The protester also contended that [REDACTED] changed the square footage value on the form and did not make any substantive changes to its proposal to reflect the changed value. Comments & Supp. Protest at 18-19. The agency provided a substantive response to the protest argument, but LT4-5 did not respond to the agency’s arguments in its comments on the supplemental agency report. Thus, we dismiss this allegation as abandoned. Medical Staffing Sols. USA, B-415571, B-415571.2, Dec. 13, 2017, 2017 CPD ¶ 384 at 3

[7] Further, regarding the argument that the property adjacent to [REDACTED]’s proposed parcel would restrict access to [REDACTED]’s property during a flood, the RLP makes clear that the determination of whether such adjacency would restrict ingress or egress is to be determined by the government, and not the offeror. RLP at 9. Here, LT4-5’s insistence to the contrary does not show the agency’s conclusions in this regard were unreasonable.

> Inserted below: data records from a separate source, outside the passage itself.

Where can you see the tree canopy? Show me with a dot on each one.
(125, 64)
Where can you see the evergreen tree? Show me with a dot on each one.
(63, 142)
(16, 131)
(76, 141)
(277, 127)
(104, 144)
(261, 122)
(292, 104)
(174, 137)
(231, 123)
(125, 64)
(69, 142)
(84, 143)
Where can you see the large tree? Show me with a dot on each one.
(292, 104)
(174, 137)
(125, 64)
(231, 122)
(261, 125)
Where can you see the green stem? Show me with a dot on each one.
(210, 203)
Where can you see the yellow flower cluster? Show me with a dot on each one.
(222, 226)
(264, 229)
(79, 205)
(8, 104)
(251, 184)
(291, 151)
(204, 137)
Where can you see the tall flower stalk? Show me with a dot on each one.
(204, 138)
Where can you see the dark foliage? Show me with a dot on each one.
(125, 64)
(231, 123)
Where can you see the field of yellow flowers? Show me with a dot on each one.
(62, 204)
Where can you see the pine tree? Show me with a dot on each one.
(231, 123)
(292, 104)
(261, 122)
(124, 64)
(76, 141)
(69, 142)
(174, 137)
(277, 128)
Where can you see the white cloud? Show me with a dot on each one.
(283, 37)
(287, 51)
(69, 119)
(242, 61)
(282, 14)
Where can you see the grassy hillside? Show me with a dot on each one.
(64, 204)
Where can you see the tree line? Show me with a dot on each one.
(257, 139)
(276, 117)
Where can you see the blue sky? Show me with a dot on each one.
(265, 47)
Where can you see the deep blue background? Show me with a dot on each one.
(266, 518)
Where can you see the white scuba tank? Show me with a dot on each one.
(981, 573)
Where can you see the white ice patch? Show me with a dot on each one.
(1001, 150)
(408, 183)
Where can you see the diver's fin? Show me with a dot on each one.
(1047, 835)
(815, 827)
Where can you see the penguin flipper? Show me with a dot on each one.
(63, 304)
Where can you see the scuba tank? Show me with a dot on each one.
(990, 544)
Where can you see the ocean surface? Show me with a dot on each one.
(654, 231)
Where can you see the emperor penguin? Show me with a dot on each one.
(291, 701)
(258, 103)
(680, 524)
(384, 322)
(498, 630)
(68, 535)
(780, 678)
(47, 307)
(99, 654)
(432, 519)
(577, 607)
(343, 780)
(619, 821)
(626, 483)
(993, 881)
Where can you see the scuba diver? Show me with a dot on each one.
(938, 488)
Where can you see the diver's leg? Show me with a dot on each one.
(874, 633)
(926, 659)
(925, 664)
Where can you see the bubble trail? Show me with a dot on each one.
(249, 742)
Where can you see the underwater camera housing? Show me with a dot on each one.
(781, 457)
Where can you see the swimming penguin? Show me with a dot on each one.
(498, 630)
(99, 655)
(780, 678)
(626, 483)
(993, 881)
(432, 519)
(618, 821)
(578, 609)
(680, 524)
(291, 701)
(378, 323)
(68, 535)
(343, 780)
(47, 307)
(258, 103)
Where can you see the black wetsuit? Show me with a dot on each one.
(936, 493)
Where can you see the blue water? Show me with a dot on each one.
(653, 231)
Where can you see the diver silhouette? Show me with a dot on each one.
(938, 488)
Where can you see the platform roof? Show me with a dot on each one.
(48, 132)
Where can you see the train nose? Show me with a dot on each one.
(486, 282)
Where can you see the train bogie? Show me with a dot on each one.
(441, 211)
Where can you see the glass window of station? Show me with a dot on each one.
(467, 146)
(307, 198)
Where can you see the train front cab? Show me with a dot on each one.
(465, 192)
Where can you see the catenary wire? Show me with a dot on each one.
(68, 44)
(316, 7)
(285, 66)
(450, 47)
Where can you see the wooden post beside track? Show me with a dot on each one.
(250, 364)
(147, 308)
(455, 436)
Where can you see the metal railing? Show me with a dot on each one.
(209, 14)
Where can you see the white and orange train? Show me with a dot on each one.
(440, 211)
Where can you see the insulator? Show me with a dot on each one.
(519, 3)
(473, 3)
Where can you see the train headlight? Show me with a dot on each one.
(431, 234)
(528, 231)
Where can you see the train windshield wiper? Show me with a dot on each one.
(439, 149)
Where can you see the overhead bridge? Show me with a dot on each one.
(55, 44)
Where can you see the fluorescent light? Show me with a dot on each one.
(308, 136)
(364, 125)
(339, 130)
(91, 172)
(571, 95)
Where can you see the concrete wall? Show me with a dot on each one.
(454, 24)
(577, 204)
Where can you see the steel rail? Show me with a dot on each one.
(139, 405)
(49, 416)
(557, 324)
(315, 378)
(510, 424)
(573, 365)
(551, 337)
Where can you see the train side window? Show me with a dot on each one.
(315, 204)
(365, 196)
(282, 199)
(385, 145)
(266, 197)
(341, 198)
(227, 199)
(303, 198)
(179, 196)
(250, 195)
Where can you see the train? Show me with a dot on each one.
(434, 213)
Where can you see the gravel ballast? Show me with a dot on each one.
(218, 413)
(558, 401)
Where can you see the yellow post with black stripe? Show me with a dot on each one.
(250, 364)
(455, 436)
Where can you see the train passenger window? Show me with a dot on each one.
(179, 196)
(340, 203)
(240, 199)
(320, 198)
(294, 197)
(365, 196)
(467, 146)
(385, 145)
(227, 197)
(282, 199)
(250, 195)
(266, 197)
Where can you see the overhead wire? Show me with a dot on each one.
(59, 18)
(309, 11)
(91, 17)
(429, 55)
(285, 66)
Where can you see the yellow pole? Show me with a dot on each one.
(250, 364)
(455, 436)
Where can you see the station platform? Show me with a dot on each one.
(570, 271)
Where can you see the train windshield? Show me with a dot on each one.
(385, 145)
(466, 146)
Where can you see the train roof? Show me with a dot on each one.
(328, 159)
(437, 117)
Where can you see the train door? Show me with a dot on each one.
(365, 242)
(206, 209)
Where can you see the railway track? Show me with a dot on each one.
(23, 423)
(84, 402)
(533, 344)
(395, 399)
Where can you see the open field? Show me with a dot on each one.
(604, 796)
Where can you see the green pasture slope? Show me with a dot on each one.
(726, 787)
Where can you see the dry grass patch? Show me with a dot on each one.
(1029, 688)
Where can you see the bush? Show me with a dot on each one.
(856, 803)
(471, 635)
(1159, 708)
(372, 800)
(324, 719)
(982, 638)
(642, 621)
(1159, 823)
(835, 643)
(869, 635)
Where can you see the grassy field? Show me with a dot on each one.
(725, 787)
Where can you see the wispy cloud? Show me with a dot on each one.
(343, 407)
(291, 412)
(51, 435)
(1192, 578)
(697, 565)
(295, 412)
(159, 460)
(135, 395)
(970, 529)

[8] The protester also argues that the VA failed to adequately document the evaluation. Comments & Supp. Protest at 20. We disagree. An agency’s evaluation must be sufficiently documented to allow our Office to review the merits of a protest. Starlight Corp., B‑420267.3, B‑420267.4, Mar. 14, 2022, 2022 CPD ¶ 65 at 4. Stated differently, an agency’s evaluation judgments must be documented in sufficient detail to show that they are reasonable. Blueprint Consulting Servs., LLC d/b/a Excelicon; Trillion ERP Venture Tech LLC, B420190 et al., Dec. 30, 2021, 2021 CPD ¶ 19 at 12. Although LT4-5 would prefer to have more information regarding the agency’s evaluation, the information provided by the VA in response to this protest adequately documented the agency’s determination that [REDACTED]’s proposal was acceptable. In this regard, the agency’s record includes the TEB’s evaluation of [REDACTED]’s proposal and the contracting officer’s correspondence with [REDACTED] about areas of concern within its proposal. See AR, Exh. 3, Submittal Checklist; AR, Exh. 9, TEB Evaluation at 16-17; Exh. 5, [REDACTED] Proposal at 674-695, 708-710, 722-725.